Dios está en primer lugar en mi vida, y contrario a muchos aficionados y fanáticos al futbol, yo no pongo a mi equipo de futbol en lo más alto de mis prioridades. (Hay quién dice que su afición por tal o cual equipo es “su religión” o su estilo de vida … respetable la visión de quien compara al Supremo con un equipo de futbol). Sin embargo, debo reconocer que, primero en mi vida decidí irle al León antes que decidir en cuanto a mi fe en Dios. Primero decidí irle al León antes de conocer a la mujer que más amo en mi vida. Aunque el Club Deportivo León (los “panzas verdes”, “la fiera”, los “esmeraldas”, los “lechugueros”) no es lo más importante de mi vida, si ocupa un lugar destacado en mi corazón, y así será hasta el día que yo abandone este mundo para trascender hacía un lugar mejor.


LE VOY AL LEÓN POR QUE ASÍ LO DECIDÍ. LE VOY AL LEÓN POR QUE MI CORAZÓN ASÍ LO DETERMINÓ. Y estoy contento por ello. Estoy seguro que la gente que me conoce (cuya mayoría no es oriunda de León) sabe que algo que me identifica es mi afición nunca negada por el León. Y cierto y seguro estoy que, si por casualidad, llegan a escuchar alguna noticia relacionada con el equipo de mis amores, se acordarán de mí.

LE VOY AL LEÓN POR QUE ASÍ LO DECIDÍ. LE VOY AL LEÓN POR QUE MI CORAZÓN ASÍ LO DETERMINÓ. Y seguiré fiel a mi afición a pesar de las derrotas y las decepciones. A pesar de la dolorosa derrota contra los Indios por el ansiado ascenso. A pesar del doloroso descalabro en la final contra el Cruz Azul y Comizzo. A pesar del terrible dolor del descenso a manos de los Tiburones Rojos del Veracruz.

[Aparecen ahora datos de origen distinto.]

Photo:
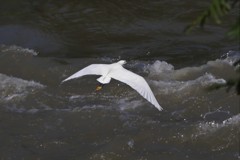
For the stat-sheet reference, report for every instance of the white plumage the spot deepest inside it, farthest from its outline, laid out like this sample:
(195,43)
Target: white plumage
(117,72)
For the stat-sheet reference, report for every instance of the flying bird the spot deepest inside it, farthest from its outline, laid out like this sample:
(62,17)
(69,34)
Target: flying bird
(117,72)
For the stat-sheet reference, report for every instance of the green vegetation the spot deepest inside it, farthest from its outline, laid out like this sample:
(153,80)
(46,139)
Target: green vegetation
(216,11)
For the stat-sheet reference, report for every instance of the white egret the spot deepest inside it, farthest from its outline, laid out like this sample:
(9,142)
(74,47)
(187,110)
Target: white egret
(117,72)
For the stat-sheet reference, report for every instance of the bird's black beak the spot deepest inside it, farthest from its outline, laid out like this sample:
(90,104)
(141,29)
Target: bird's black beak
(98,88)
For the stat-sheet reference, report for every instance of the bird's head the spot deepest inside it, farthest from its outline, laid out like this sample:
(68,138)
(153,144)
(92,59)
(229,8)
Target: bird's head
(122,62)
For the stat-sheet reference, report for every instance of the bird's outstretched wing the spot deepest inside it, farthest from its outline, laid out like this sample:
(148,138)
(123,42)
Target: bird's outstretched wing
(136,82)
(93,69)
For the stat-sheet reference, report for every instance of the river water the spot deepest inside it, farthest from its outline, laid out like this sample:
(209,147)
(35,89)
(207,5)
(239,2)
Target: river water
(43,42)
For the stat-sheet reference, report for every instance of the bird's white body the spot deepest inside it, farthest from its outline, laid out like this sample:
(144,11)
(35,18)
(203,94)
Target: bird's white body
(116,71)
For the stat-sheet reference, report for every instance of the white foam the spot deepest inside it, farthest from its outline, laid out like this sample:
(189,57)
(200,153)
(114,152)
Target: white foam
(17,49)
(211,127)
(15,89)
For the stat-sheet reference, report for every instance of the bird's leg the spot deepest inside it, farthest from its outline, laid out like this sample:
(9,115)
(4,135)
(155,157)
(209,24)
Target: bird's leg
(99,87)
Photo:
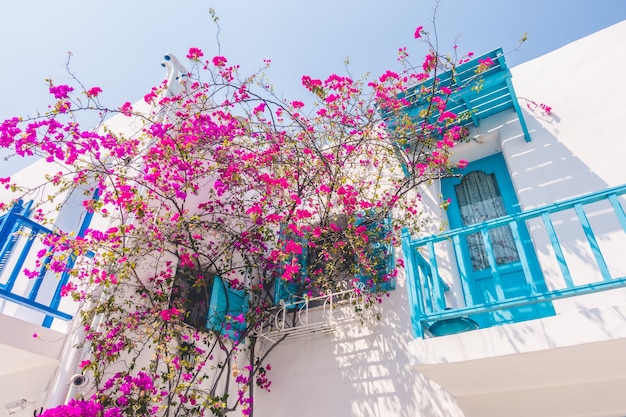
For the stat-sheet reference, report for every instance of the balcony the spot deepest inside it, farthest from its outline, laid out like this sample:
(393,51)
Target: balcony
(427,290)
(546,364)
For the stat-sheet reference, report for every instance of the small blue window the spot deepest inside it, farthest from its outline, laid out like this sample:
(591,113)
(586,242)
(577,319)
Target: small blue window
(227,309)
(209,302)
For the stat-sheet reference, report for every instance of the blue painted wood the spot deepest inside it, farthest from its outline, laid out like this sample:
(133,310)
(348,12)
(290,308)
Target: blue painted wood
(19,263)
(475,97)
(618,210)
(65,277)
(227,303)
(422,317)
(558,252)
(501,279)
(593,243)
(382,252)
(524,260)
(414,285)
(463,267)
(437,283)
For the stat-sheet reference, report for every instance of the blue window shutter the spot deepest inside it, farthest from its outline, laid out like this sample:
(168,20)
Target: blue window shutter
(226,304)
(291,290)
(381,251)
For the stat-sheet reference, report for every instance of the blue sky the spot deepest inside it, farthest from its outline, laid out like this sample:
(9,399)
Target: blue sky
(119,44)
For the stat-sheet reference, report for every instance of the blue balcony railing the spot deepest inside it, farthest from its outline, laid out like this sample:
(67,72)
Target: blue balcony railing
(427,290)
(19,244)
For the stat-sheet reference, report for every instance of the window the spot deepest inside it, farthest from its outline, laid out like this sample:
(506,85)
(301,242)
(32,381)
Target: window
(209,301)
(341,263)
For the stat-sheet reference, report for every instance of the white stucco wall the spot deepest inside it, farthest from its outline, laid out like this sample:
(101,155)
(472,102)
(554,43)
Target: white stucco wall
(368,370)
(576,150)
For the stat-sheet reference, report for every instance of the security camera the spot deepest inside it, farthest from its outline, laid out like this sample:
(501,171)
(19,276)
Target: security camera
(78,380)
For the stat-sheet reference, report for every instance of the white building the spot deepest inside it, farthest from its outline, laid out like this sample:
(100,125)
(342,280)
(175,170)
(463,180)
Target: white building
(546,289)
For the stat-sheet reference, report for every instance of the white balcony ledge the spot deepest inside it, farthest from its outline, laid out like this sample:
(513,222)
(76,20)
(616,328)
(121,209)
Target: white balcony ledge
(547,367)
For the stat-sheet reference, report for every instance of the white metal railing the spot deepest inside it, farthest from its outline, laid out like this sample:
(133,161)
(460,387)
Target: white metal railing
(322,314)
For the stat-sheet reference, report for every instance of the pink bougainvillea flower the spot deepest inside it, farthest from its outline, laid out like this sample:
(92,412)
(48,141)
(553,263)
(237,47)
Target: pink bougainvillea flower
(126,109)
(60,91)
(219,61)
(195,53)
(93,92)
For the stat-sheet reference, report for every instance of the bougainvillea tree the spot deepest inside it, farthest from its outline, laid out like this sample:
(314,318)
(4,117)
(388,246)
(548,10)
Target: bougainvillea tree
(221,188)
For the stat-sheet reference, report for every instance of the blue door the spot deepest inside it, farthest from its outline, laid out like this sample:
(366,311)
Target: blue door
(485,192)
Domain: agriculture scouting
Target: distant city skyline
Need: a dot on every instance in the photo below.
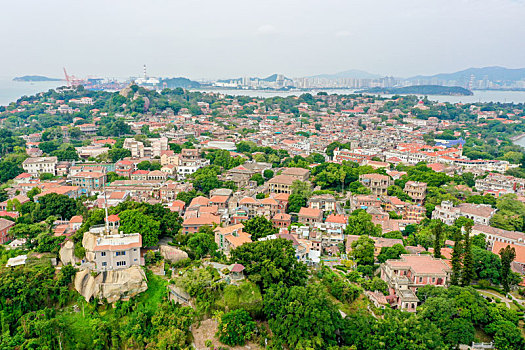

Tengo la esperanza de revivir el grito ahogado de “goooool” festejando al igual que lo hice cuando vi por vez primera a mi equipo en una liguilla por el título (Contra la U de G del “Vikingo” Dávalos en 1982), cuando me emocioné con los goles del primer ascenso en 1989 en contra del Inter de Tijuana, cuando grité a los cuatro vientos el gran gol de Carlos Turrubiates contra el Puebla, dándome el privilegio de ver algo que alguna vez creí imposible: ver campeón al León. Anclado en esta esperanza grito con todo mi corazón:
 

ARRIBA EL LEÓN, ARRIBA EL LEÓN, ARRIBA EL LEÓN …
QUE UN DÍA VOLVERÉ A VERTE CAMPEÓN!!

 

Guadalajara, Jalisco. Enero 15, 2010.